Obscurity of the Day: The Story of Aviation





When Lucky Lindy, against all odds, touched down in France on May 21 1927, the level of public interest in aviation went soaring sky high. Newspapers cashed in on this mania through the printed word, pictures, and, of course, comics. In addition to aviation strips like Tailspin Tommy and Flying to Fame, there were more sober entries like this one, The Story of Aviation. It was obviously rushed into production by Superior Features, but nevertheless did a creditable job of telling the history of the subject and explaining a little of the science of flight as well.

In the only newspaper so far found that ran this closed-end series, the Queens Daily Star, it began on July 20 1927, a Wednesday.

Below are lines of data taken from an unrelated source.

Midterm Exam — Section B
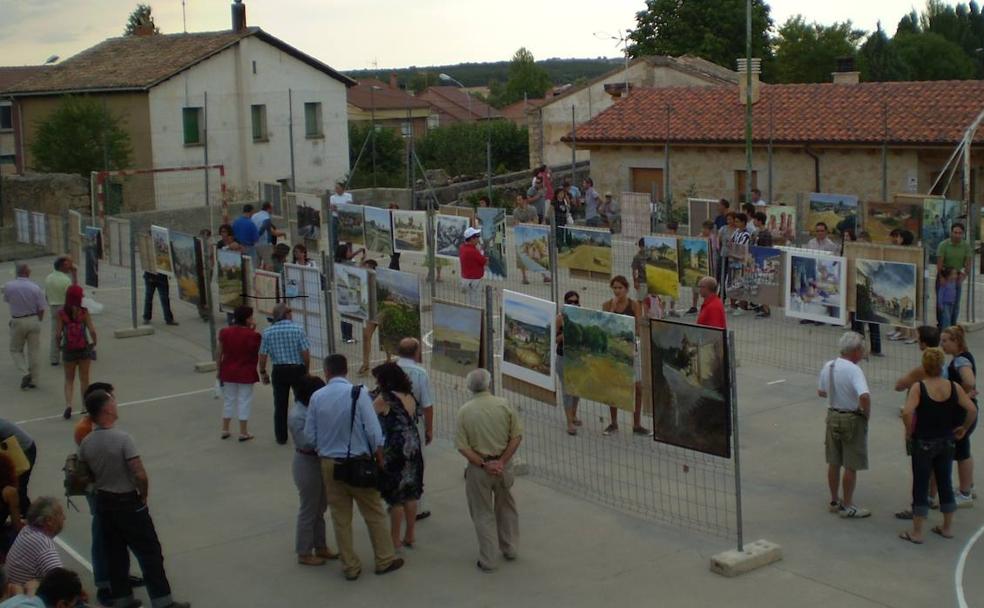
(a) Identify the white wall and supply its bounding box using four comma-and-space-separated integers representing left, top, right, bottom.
144, 37, 349, 201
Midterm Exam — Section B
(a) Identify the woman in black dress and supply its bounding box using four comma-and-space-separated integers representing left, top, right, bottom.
372, 363, 424, 547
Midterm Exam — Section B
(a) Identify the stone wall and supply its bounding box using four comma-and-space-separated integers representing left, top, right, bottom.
0, 173, 91, 224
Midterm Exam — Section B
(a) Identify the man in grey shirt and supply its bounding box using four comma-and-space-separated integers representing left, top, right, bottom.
584, 177, 601, 227
79, 391, 191, 608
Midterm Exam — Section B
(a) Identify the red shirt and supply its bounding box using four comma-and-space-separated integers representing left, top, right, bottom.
697, 293, 728, 329
458, 243, 489, 279
219, 325, 260, 384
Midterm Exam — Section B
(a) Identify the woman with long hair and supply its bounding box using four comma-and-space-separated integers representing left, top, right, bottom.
215, 306, 261, 441
55, 285, 97, 420
601, 275, 649, 435
372, 363, 424, 547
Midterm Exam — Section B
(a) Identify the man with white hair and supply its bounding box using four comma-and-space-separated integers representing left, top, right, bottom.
454, 369, 523, 572
3, 262, 48, 389
817, 331, 871, 519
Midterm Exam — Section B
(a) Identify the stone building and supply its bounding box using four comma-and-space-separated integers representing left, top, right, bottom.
564, 75, 984, 204
527, 55, 738, 167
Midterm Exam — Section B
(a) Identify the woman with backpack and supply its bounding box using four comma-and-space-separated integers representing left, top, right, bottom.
55, 285, 96, 420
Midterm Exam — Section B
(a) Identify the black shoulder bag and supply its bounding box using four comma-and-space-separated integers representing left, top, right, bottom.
332, 385, 379, 488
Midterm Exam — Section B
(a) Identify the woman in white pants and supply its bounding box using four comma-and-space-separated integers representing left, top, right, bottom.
216, 306, 260, 441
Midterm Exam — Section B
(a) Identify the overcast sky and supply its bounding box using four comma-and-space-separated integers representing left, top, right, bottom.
0, 0, 923, 70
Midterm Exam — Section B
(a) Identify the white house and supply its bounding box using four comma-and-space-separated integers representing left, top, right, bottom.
3, 6, 356, 209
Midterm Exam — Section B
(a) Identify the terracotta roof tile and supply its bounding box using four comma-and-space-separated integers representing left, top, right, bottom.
565, 80, 984, 144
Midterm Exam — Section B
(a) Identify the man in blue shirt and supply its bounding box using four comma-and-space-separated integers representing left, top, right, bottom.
232, 205, 260, 265
304, 355, 403, 581
259, 302, 311, 445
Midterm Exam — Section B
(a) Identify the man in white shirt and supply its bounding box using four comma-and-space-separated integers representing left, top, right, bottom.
806, 222, 840, 255
817, 331, 871, 519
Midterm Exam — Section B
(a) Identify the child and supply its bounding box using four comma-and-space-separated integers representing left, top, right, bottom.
936, 266, 957, 329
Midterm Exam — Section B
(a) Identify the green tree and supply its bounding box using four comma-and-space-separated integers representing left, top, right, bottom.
858, 23, 909, 82
123, 4, 161, 36
892, 32, 977, 80
348, 121, 407, 188
629, 0, 772, 75
773, 15, 864, 82
31, 95, 133, 178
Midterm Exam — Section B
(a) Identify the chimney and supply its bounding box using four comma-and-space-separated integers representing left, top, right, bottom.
232, 0, 246, 32
831, 57, 861, 84
738, 57, 762, 105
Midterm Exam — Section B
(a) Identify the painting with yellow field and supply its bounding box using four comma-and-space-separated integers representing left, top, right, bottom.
803, 192, 858, 236
562, 305, 638, 412
557, 227, 612, 276
642, 236, 680, 298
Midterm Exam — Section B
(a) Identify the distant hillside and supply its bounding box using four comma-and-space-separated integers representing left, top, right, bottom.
346, 57, 623, 88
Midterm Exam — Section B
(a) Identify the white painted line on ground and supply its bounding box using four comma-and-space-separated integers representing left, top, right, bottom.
55, 536, 92, 574
15, 388, 215, 424
953, 526, 984, 608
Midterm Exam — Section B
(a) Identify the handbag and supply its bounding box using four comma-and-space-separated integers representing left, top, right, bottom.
332, 385, 379, 488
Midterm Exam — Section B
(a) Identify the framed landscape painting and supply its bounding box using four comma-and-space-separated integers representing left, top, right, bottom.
786, 250, 847, 325
652, 319, 731, 458
431, 300, 483, 378
501, 290, 557, 391
854, 259, 919, 328
563, 305, 638, 412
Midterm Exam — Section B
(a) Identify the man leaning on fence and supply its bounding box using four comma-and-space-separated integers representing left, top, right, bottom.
455, 369, 523, 572
817, 331, 871, 518
259, 303, 311, 445
304, 355, 403, 581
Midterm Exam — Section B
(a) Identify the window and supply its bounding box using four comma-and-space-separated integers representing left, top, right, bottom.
732, 169, 758, 203
250, 105, 267, 141
0, 102, 14, 131
181, 108, 205, 146
304, 101, 325, 139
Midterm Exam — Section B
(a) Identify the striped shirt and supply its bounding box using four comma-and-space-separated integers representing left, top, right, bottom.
260, 319, 311, 365
5, 526, 62, 585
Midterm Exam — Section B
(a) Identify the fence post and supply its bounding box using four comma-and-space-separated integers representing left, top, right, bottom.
485, 285, 495, 393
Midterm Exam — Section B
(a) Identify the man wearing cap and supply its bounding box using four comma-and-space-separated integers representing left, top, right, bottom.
458, 228, 489, 308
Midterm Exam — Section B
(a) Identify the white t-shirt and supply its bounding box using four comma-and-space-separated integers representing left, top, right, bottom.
817, 357, 871, 411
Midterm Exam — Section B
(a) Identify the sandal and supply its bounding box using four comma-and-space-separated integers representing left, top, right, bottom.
899, 531, 922, 545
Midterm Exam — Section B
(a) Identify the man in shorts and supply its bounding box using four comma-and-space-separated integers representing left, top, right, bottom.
817, 331, 871, 519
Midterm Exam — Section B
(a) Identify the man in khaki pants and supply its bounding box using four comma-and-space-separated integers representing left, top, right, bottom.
304, 355, 403, 581
3, 262, 48, 389
455, 369, 523, 572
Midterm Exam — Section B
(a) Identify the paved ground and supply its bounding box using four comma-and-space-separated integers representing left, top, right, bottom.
0, 254, 984, 607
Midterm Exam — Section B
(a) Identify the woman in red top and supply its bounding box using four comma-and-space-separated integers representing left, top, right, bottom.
216, 306, 260, 441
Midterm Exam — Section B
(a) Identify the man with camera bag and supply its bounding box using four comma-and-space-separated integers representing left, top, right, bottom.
304, 355, 403, 581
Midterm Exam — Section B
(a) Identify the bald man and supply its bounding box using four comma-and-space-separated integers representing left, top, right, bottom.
697, 277, 728, 329
396, 338, 434, 520
3, 262, 48, 390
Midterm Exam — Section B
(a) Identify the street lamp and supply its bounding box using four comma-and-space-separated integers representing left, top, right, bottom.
437, 72, 475, 120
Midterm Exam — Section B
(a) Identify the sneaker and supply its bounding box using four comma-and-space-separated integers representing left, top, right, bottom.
840, 505, 871, 519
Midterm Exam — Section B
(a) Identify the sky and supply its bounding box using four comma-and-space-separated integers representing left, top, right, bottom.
0, 0, 924, 70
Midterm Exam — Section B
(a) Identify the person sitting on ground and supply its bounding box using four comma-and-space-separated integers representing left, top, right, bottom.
7, 496, 65, 585
817, 331, 871, 519
899, 348, 977, 544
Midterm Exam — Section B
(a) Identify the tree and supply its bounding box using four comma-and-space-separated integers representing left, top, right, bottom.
858, 23, 909, 82
773, 15, 864, 82
892, 32, 977, 80
31, 95, 132, 178
123, 4, 161, 36
629, 0, 772, 75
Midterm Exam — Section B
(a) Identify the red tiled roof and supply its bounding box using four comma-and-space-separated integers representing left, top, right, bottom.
0, 65, 48, 93
564, 80, 984, 145
4, 27, 355, 95
417, 86, 502, 121
348, 78, 430, 110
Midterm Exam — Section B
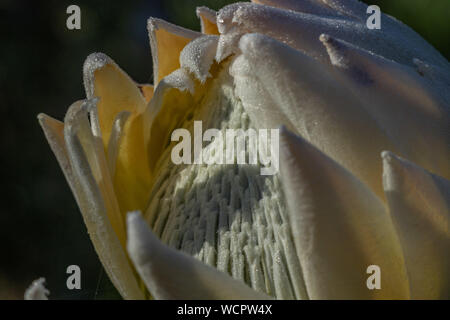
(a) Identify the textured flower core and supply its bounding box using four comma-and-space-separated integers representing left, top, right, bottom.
145, 68, 302, 299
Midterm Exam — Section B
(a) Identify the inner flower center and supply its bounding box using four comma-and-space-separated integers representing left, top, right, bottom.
145, 68, 303, 299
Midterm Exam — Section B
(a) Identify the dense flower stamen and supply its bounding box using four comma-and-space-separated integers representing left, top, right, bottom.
146, 71, 305, 299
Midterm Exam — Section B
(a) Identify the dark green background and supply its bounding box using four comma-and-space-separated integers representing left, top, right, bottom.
0, 0, 450, 299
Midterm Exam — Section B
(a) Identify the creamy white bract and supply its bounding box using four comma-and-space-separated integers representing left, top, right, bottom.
39, 0, 450, 299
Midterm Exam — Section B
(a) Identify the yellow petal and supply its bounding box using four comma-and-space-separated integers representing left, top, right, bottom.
197, 7, 219, 35
84, 53, 153, 214
139, 84, 155, 103
114, 114, 151, 214
147, 18, 201, 86
61, 101, 143, 299
83, 53, 146, 148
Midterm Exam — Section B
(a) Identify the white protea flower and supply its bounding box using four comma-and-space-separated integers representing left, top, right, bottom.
39, 0, 450, 299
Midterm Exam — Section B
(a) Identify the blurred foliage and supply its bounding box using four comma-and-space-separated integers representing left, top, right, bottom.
0, 0, 450, 299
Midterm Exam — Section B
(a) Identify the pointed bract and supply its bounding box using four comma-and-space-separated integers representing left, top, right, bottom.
196, 7, 219, 35
147, 18, 201, 86
280, 128, 409, 299
127, 212, 270, 300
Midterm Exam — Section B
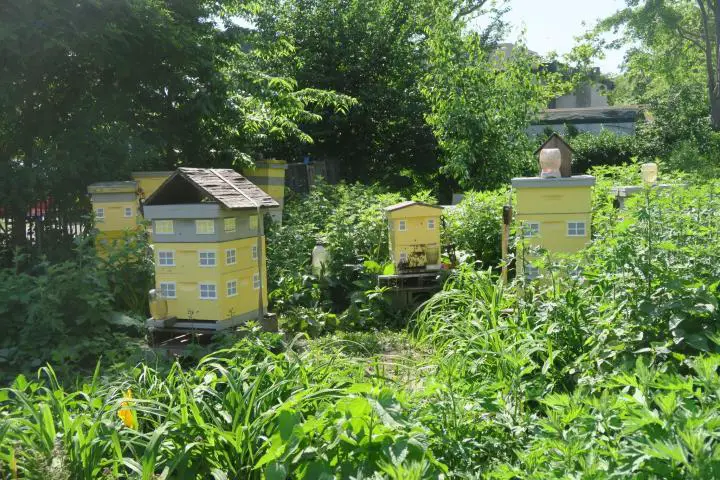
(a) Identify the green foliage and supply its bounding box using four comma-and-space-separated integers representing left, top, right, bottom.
0, 338, 443, 479
0, 239, 150, 381
444, 188, 511, 267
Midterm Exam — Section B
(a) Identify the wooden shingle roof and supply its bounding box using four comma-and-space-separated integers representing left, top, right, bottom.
385, 200, 443, 212
145, 167, 280, 210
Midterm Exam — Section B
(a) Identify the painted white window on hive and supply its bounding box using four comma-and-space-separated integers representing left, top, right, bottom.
523, 222, 540, 238
225, 280, 237, 297
153, 220, 175, 235
225, 248, 237, 265
198, 251, 217, 267
160, 282, 177, 298
223, 217, 237, 233
200, 283, 217, 300
158, 250, 175, 267
195, 220, 215, 235
568, 222, 585, 237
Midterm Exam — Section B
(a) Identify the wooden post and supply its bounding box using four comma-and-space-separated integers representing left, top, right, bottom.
501, 205, 512, 283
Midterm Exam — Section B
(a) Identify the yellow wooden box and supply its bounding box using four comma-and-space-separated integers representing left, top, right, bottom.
385, 202, 443, 273
144, 168, 278, 329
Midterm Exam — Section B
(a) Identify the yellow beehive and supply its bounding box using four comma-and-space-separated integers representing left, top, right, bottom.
88, 182, 139, 245
243, 160, 288, 222
385, 202, 442, 272
132, 172, 173, 200
144, 168, 278, 329
512, 175, 595, 277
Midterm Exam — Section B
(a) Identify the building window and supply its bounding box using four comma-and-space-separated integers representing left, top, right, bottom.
568, 222, 585, 237
200, 283, 217, 300
195, 220, 215, 235
223, 217, 237, 233
153, 220, 175, 235
225, 248, 237, 265
523, 222, 540, 238
226, 280, 237, 297
198, 252, 217, 267
158, 250, 175, 267
160, 282, 177, 298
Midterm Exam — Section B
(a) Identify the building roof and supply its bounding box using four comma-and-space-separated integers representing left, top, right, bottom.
385, 200, 443, 212
535, 132, 575, 155
533, 105, 644, 125
145, 167, 280, 210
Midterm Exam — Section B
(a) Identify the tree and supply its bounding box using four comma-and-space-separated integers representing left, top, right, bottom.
0, 0, 351, 251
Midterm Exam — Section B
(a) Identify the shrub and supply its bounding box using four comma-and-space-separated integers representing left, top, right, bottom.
444, 188, 511, 267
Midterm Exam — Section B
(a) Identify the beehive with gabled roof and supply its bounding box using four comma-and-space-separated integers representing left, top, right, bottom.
385, 201, 443, 272
144, 167, 278, 329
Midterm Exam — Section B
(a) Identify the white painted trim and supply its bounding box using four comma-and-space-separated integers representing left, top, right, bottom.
225, 278, 238, 298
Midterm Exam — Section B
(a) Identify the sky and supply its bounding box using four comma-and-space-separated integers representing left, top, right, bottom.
492, 0, 625, 73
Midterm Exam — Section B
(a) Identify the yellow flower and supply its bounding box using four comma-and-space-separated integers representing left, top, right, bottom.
118, 389, 137, 430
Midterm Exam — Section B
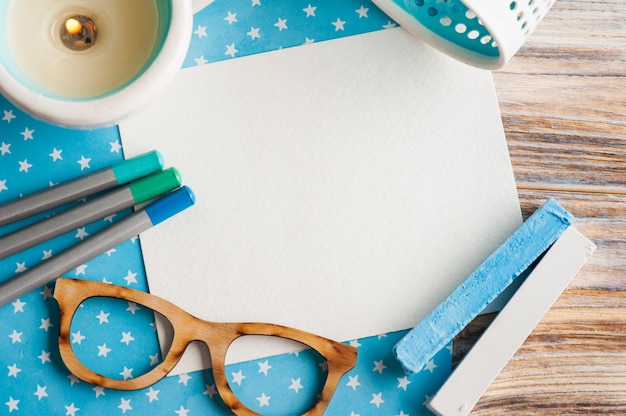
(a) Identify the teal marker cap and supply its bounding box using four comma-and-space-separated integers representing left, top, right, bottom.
144, 186, 196, 225
128, 168, 183, 204
111, 150, 165, 185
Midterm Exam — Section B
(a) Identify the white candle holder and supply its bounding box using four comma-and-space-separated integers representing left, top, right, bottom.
0, 0, 212, 128
372, 0, 555, 69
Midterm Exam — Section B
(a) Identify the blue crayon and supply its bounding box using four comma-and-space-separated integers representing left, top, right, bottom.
393, 198, 573, 374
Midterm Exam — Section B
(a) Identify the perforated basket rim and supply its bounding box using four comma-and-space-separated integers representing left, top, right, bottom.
372, 0, 554, 70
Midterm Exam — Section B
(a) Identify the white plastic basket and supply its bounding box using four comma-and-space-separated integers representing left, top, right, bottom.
373, 0, 555, 69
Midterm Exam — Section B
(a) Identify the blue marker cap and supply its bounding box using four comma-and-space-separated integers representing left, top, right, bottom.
144, 186, 196, 225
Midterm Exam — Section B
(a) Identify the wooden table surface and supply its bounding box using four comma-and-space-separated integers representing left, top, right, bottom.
454, 0, 626, 415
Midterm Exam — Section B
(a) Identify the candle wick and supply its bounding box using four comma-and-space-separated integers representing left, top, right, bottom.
60, 15, 97, 51
65, 17, 83, 35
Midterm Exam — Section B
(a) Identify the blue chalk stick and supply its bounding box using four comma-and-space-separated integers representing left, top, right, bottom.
393, 198, 573, 374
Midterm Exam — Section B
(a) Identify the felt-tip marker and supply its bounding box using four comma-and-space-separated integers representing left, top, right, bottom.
0, 168, 182, 260
0, 186, 196, 307
0, 150, 164, 226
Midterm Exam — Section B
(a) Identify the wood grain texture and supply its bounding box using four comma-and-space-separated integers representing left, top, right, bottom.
455, 0, 626, 415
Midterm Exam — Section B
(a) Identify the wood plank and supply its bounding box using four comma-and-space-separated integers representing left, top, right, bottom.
454, 0, 626, 415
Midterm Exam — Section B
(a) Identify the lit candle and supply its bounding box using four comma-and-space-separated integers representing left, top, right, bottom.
7, 0, 159, 99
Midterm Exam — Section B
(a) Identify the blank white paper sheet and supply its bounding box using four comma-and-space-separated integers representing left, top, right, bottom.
120, 28, 521, 372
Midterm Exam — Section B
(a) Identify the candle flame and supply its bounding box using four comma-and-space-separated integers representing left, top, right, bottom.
65, 17, 83, 35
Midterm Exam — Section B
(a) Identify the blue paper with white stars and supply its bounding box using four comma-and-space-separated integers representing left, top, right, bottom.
0, 0, 451, 416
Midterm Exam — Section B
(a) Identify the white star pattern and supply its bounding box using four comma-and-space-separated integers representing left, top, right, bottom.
346, 375, 361, 390
124, 270, 137, 286
422, 360, 437, 374
2, 110, 16, 123
289, 377, 304, 393
76, 155, 91, 170
355, 5, 370, 19
146, 387, 161, 403
224, 12, 238, 25
274, 17, 289, 32
91, 386, 106, 399
174, 406, 189, 416
178, 373, 191, 386
302, 4, 317, 17
0, 0, 450, 416
331, 18, 346, 32
9, 329, 23, 344
195, 55, 209, 65
231, 370, 246, 386
37, 351, 52, 365
4, 396, 20, 413
117, 398, 133, 414
65, 403, 80, 416
370, 393, 385, 407
18, 159, 33, 173
398, 376, 411, 391
20, 127, 35, 141
96, 310, 111, 325
120, 366, 134, 380
34, 384, 48, 400
372, 360, 387, 374
202, 384, 217, 399
120, 331, 135, 346
72, 331, 86, 345
246, 26, 261, 40
98, 343, 111, 358
7, 364, 22, 378
74, 227, 89, 241
224, 43, 239, 58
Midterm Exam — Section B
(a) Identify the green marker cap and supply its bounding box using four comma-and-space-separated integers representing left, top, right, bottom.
128, 168, 183, 204
111, 150, 164, 185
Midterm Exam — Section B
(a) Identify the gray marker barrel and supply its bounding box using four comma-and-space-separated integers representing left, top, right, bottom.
0, 186, 195, 307
0, 168, 181, 260
0, 151, 163, 226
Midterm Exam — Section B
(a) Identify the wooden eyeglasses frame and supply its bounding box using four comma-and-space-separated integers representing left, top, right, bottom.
54, 278, 357, 416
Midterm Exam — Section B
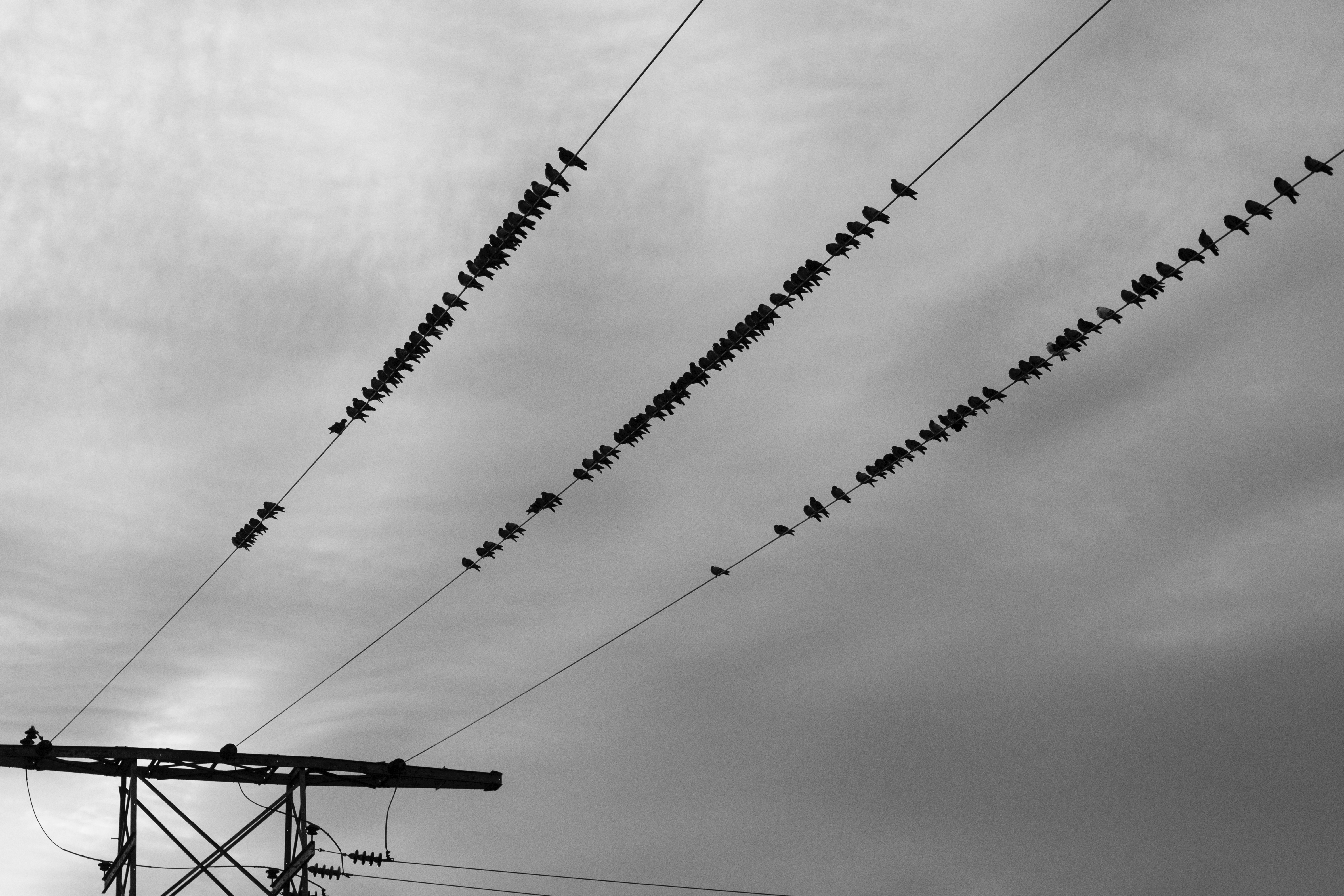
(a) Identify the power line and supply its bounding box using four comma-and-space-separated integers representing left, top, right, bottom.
52, 0, 704, 743
318, 849, 789, 896
407, 149, 1344, 760
237, 0, 1112, 744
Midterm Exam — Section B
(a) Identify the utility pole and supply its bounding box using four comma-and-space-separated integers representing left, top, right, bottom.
0, 740, 503, 896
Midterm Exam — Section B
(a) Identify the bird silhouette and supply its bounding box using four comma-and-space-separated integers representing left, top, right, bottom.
1246, 199, 1274, 220
546, 163, 570, 192
1302, 156, 1335, 177
1157, 262, 1185, 279
891, 177, 919, 199
559, 146, 587, 171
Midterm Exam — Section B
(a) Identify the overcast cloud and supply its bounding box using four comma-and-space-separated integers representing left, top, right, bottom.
0, 0, 1344, 896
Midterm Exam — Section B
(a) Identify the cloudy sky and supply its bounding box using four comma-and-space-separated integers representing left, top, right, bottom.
0, 0, 1344, 896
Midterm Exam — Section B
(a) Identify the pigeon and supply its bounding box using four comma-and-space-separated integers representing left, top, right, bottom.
891, 177, 919, 199
1246, 199, 1274, 220
531, 180, 559, 199
546, 163, 570, 192
560, 146, 587, 171
1274, 177, 1301, 205
1302, 156, 1335, 177
1157, 262, 1185, 279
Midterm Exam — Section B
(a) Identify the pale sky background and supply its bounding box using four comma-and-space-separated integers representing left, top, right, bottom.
0, 0, 1344, 896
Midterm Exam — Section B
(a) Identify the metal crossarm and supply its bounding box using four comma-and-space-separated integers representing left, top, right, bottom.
0, 744, 503, 790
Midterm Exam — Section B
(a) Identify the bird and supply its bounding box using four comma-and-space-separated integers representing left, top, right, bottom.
559, 146, 587, 171
891, 177, 919, 200
1157, 262, 1185, 279
1246, 199, 1274, 220
546, 163, 570, 192
1302, 156, 1335, 177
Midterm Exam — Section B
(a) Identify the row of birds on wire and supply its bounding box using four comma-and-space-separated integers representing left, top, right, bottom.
710, 156, 1335, 576
231, 146, 587, 551
462, 180, 918, 571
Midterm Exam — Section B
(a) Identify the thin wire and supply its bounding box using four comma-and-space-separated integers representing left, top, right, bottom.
345, 872, 551, 896
237, 0, 1112, 755
23, 768, 104, 863
410, 149, 1344, 759
572, 0, 709, 158
318, 849, 789, 896
910, 0, 1110, 187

That means the series was thought up, written, drawn, sold and in print within just two months, a pretty incredible feat, if not quite as impressive as Lindy's. The series seems to have lasted four weeks, twenty-four daily strips. I say seems because the last strip I've seen is #23, but it looks to be wrapping up the story, and the existence of a #24 is a pretty good bet to make for an even four weeks.

The art, which is serviceable, is by someone named Ralph W. Maxwell who has no other known comics credits. Though the writing is uncredited on the strip, the E&P advertisement for the strip did supply an unexpected credit, to a woman, Doris E. Drawbridge. A quick Google check reveals a possible marital connection between writer and artist -- this copy of a book of poetry for sale on eBay is signed Doris Drawbridge Maxwell. 

Thanks to Mark Johnson for alerting me to this feature, and supplying photocopies!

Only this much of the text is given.